L’acte se poursuit par les reprises et récompenses des époux (y compris du conjoint décédé). La reprise est l’opération par laquelle chaque époux récupère ses biens propres, c’est-à-dire les biens acquis avant le mariage ou pendant le mariage par donation ou succession. Les récompenses regroupent les sommes dues par l’un ou l’autre des époux pour compenser l’enrichissement ou l’appauvrissement de la masse commune ou des biens propres. Pour Alfred, les reprises s’élèvent à 9111,55 francs, il n’y a pas de récompenses et pour Alice, la balance entre les deux est de 13292,65 francs d’excédent.

Une description des biens de la communauté est ensuite donnée. Ici les biens décrits dans l’inventaire après décès, le mobilier et le fonds de commerce de la boucherie, 2500 francs d’argent comptant, les différents loyers versés par avance et créances dues avant le décès d’Alice, pour un total de 21857,85 francs.

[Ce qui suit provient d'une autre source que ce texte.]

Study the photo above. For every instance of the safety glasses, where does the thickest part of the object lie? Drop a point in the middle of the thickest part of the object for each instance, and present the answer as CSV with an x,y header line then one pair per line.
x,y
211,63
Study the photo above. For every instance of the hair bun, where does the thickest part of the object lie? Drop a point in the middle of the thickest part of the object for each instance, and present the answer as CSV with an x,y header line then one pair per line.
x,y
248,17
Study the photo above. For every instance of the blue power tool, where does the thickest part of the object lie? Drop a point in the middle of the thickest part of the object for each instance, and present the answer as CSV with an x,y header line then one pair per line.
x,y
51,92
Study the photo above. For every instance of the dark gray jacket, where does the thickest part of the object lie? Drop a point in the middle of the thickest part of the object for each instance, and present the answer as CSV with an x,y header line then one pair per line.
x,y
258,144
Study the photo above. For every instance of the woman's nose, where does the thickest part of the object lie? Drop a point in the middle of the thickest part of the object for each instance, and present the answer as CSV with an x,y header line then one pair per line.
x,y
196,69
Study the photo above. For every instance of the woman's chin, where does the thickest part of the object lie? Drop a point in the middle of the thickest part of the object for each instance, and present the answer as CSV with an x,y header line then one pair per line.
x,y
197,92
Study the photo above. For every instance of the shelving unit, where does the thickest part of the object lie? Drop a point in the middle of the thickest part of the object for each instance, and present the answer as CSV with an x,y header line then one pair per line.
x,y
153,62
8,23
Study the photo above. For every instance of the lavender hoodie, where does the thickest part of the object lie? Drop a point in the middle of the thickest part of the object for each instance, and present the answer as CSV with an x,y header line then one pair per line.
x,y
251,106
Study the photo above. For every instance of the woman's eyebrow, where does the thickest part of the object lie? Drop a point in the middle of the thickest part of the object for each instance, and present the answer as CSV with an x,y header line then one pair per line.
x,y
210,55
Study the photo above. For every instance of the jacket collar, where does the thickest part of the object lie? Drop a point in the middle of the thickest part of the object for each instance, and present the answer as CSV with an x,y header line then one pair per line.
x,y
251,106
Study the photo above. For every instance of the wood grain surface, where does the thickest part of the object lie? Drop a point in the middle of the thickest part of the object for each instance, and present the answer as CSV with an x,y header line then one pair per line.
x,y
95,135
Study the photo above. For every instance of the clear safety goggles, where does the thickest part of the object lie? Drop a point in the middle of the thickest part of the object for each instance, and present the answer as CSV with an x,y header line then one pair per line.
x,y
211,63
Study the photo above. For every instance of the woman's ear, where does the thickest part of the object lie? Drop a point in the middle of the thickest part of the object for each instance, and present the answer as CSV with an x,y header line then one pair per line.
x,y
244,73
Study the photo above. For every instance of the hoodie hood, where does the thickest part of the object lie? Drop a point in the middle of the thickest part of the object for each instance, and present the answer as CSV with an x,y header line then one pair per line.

On passe enfin à la succession à proprement parler avec le descriptif de l’actif de la communauté. Il comprend les reprises en deniers de la communauté, des biens immobiliers, des actions, obligations, etc… Le tout décrit en fonction du bureau d’enregistrement, ici Sceaux (Hauts-de-Seine), Pantin (Seine-Saint-Denis), Nanteuil-le-Haudouin (Oise), Dammartin (Seine-et-Marne), Senlis (Oise) : 50753,82 francs.

Le passif est composé des dettes à la charge personnelle du défunt, pour Alice : 8311,48 francs.

Photo de l’acte de succession d’Alice Marguerite CHALOT, AD Hauts-de-Seine, 3Q/SCE_165

Au total la succession d’Alice Marguerite CHALOT s’élève à 42442,34 francs, soit 14851,80 francs pour son mari Alfred Victor LE BOUTEILLER et 27587,54 pour son fils Raoul.

Les actes de mutation par décès sont donc de précieuses sources d’informations sur le patrimoine de nos ancêtres et sur de nouvelles pistes de recherches, comme les actes mentionnés à l’intérieur (contrat de mariage, inventaire, donations, etc…) ou les numéros du répertoire général.

Liste des articles de ce challenge.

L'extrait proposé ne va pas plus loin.